Sie wollte immer das Beste für ihre Familie, sie hat sie zerstört. Bleich und mit verquollenen Augen betrat die 39-jährige Michaela M.

Sie wollte immer das Beste für ihre Familie, sie hat sie zerstört. Bleich und mit verquollenen Augen betrat die 39-jährige Michaela M. gestern den Saal B 129 im Landgericht. Sie hatte die Richter darum gebeten, zum Schutz ihrer drei Töchter die Öffentlichkeit auszuschließen. Das Gericht kam dem Antrag noch vor Verlesung der Anklage gegen Michaela M. nach, die sich wegen Tötung ihres Ehemannes und versuchter Tötung ihrer Kinder verantworten muss. Anschließend soll die Frau unter Tränen alles zugegeben haben.

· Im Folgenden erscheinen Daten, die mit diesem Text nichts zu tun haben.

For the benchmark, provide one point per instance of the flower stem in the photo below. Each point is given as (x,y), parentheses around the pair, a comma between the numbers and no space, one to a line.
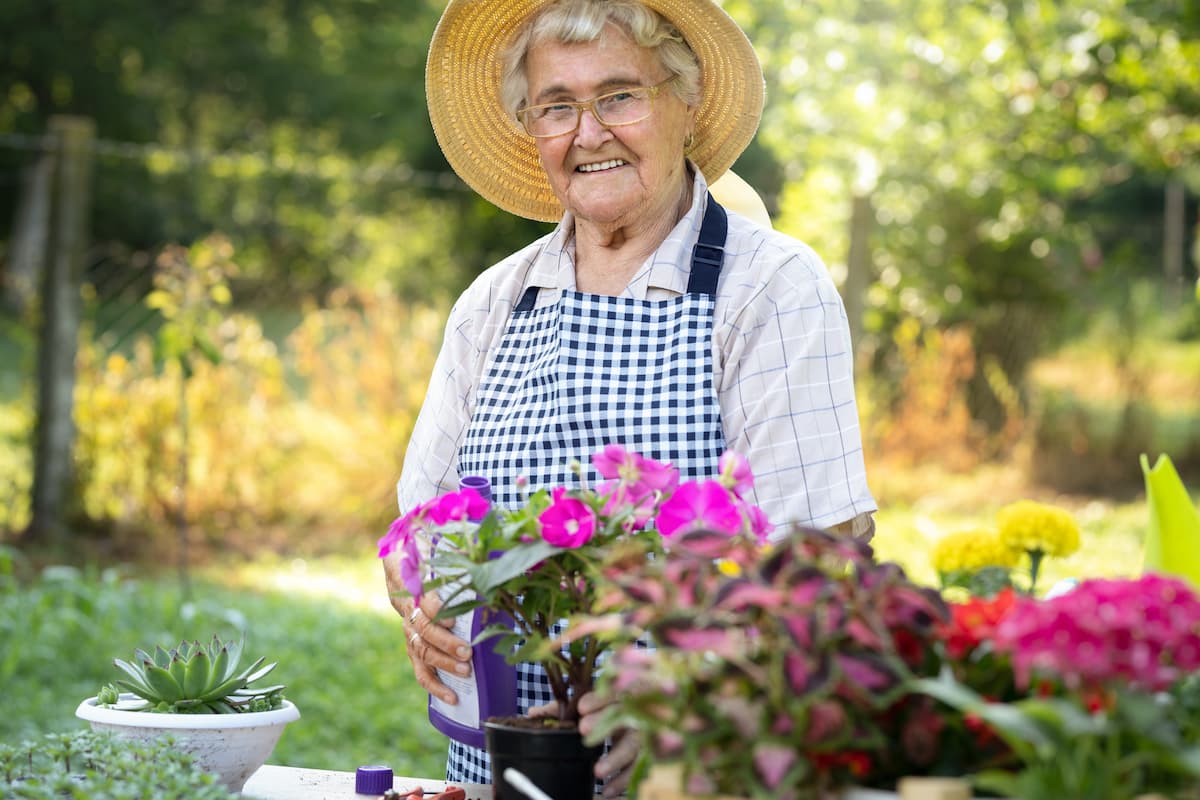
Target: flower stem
(1036,557)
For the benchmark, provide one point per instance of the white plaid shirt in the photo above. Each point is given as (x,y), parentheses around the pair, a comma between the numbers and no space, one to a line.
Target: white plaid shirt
(781,360)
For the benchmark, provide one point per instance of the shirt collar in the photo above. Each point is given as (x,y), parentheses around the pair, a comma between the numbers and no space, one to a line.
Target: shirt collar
(669,268)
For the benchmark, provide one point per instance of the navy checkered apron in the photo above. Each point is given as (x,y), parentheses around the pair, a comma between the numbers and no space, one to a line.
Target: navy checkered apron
(589,371)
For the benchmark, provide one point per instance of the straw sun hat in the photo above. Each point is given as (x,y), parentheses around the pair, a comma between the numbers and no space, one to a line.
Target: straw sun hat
(486,146)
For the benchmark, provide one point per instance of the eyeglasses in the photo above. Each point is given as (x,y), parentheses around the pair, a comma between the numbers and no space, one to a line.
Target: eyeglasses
(611,109)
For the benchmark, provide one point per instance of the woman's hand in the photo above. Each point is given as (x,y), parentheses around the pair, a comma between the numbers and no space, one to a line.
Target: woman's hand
(431,645)
(615,767)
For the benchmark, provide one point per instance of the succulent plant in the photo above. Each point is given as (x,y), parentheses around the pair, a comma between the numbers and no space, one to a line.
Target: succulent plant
(193,679)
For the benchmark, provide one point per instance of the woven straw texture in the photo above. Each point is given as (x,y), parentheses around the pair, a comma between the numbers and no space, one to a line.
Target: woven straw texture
(486,146)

Die Staatsanwaltschaft geht von einer Verzweiflungstat aus Angst vor einer drohenden Zwangsräumung aus. Mit dem Auftauchen des Gerichtsvollziehers, der sich wegen Mietschulden in Höhe von etwa 30 000 Mark angekündigt hatte, brach die Scheinwelt, in der man sich fast alles leisten konnte, zusammen. Die Mädchen im Alter zwischen 9 und 15 Jahren besuchten eine Privatschule, erhielten Reitunterricht und trugen teure Kleidung. Der Vater, der als Hausmeister etwa 3700 Mark netto im Monat verdiente, soll wenig Interesse für die finanziellen Angelegenheiten der Familie gezeigt haben.

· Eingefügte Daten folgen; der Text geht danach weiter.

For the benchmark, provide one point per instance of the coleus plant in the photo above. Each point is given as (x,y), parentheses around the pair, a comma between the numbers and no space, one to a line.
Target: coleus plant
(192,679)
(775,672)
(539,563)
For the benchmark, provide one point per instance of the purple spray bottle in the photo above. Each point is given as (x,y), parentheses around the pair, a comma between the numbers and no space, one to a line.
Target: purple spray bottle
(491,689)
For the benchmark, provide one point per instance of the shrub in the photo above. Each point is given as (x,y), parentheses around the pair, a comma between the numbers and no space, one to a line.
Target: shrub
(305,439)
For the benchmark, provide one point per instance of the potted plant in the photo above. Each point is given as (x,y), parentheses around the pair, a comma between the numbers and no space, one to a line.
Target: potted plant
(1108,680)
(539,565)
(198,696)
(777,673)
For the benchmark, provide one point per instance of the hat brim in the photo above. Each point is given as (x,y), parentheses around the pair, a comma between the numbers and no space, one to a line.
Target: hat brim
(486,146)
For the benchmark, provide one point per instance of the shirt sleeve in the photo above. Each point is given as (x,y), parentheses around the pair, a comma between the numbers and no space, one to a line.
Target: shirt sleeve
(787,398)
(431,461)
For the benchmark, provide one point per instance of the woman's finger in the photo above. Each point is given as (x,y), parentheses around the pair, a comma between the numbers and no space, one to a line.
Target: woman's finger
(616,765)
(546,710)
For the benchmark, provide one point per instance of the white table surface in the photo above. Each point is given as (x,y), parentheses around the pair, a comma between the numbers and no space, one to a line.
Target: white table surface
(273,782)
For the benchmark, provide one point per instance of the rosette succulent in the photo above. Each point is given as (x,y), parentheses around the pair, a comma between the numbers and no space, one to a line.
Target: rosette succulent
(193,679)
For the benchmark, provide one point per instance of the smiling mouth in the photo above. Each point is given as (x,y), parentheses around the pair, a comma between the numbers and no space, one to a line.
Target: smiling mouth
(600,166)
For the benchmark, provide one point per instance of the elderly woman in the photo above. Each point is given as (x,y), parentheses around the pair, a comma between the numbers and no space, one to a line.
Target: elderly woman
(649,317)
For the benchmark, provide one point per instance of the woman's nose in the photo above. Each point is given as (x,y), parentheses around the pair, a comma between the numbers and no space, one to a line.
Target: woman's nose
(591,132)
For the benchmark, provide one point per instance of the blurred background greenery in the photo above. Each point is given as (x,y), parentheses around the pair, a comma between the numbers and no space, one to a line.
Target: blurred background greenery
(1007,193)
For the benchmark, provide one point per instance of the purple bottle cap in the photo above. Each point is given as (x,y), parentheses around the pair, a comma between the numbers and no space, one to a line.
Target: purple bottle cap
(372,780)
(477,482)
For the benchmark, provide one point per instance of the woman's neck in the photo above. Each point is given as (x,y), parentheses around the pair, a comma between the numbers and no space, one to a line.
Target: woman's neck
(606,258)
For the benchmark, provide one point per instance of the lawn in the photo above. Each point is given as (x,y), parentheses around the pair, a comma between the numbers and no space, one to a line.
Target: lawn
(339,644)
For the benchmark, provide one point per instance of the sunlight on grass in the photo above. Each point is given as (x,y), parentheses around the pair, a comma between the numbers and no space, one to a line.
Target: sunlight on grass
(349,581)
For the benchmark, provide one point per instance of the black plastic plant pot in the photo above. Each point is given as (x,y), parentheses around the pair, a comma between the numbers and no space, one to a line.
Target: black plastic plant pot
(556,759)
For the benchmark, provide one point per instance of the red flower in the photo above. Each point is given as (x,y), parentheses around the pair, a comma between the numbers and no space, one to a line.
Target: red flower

In der Nacht zum 2. August vergangenen Jahres, wenige Stunden vor der geplanten Zwangsräumung, verteilte Michaela M. an ihre Familie vergifteten Apfelsaft. Als die Opfer schliefen, soll sie ihnen zusätzlich mit einer Rasierklinge die Handgelenke aufgeschnitten haben. Dann verließ Michaela M. die Wohnung und beichtete ihrem Bruder die Tat. Er alarmierte sofort die Polizei. Für den 40-jährigen Manfred M. kam jede Hilfe zu spät. Die drei Kinder konnten gerettet werden. Die Geschwister des Getöteten, die als Nebenkläger am Prozess teilnehmen, erhoben schwere Vorwürfe gegen die Angeklagte. Sie habe nicht spontan gehandelt, sondern die Tat geplant. Manfred M. soll erst zwei Tage vor der Räumung von den hohen Mietschulden erfahren haben, als eine Mitarbeiterin des zuständigen Sozialamtes der Familie Hilfsangebote unterbreiten wollte. Nach einem vorläufigen Gutachten war die Mutter wegen einer Persönlichkeitsstörung vermindert schuldfähig.